AŞKIN ÜÇ HALİ
Merhabâ sevgili okurum,
Hepimizin hayatında yer yer sarıldığımız yer yer sarsıldığımız yaşamın en önemli hallerinden bir duygu olan Aşk hakkında biraz konuşacağım.
Aşk kelimesi, İngilizce Ask soru kelimesidir...
Ve hâl üzerinden aşk ise cevabı olmayan bir soru diyebilir miyiz?
Aşk, sandığımız gibi tek bir duygunun adı değildir; insanın içinden dışına doğru genişleyen üç hâlden oluşur. İlk hâl, kişinin kendine döndüğü andır. Kendi yarasını fark ettiğinde, kendine dürüstçe bakabildiğinde ve iç sesini duymaya başladığında aşk içeriden doğar. Bu aşk bencillik değil, varoluşun merkezine yaklaşma hâlidir.

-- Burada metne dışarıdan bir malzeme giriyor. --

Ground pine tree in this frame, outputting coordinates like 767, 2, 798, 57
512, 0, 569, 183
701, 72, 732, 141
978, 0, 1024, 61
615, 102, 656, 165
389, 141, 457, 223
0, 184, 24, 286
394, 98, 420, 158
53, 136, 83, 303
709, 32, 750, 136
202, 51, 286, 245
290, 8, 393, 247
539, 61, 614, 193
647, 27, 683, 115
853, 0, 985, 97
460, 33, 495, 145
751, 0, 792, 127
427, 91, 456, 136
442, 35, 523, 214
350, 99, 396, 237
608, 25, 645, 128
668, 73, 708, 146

İkinci hâl, diğerine yönelen aşktır. Burada kişi, karşısındakini bir tamamlayıcı değil, bir ayna olarak görür. Bazen sarsıcı, bazen iyileştirici olan bu yol, iki ruhun birbirine dokunarak büyümesidir. “Seni seviyorum” demek aslında “Sende kendimi görüyorum” demektir.
Üçüncü hâl ise aşkın kişiyi aşarak varlığa yayıldığı alandır. Bir insanı değil, yaşamın kendisini sevme hâli… Suda, gökte, bir çocuğun gözünde, bir nefeste beliren o derin birlik hissi. Burada aşk bir kişiye ait değildir; insanın içinden evrene açılan bir kapıdır.
Aşkın üç hâli birbirini izler: Kendine dönen, diğerine akar; diğerine akan varlığa genişler. Ve insan bu çemberde şunu fark eder:
Aşk aslında hiç kaybolmadı; sadece hatırlanmayı bekliyordu.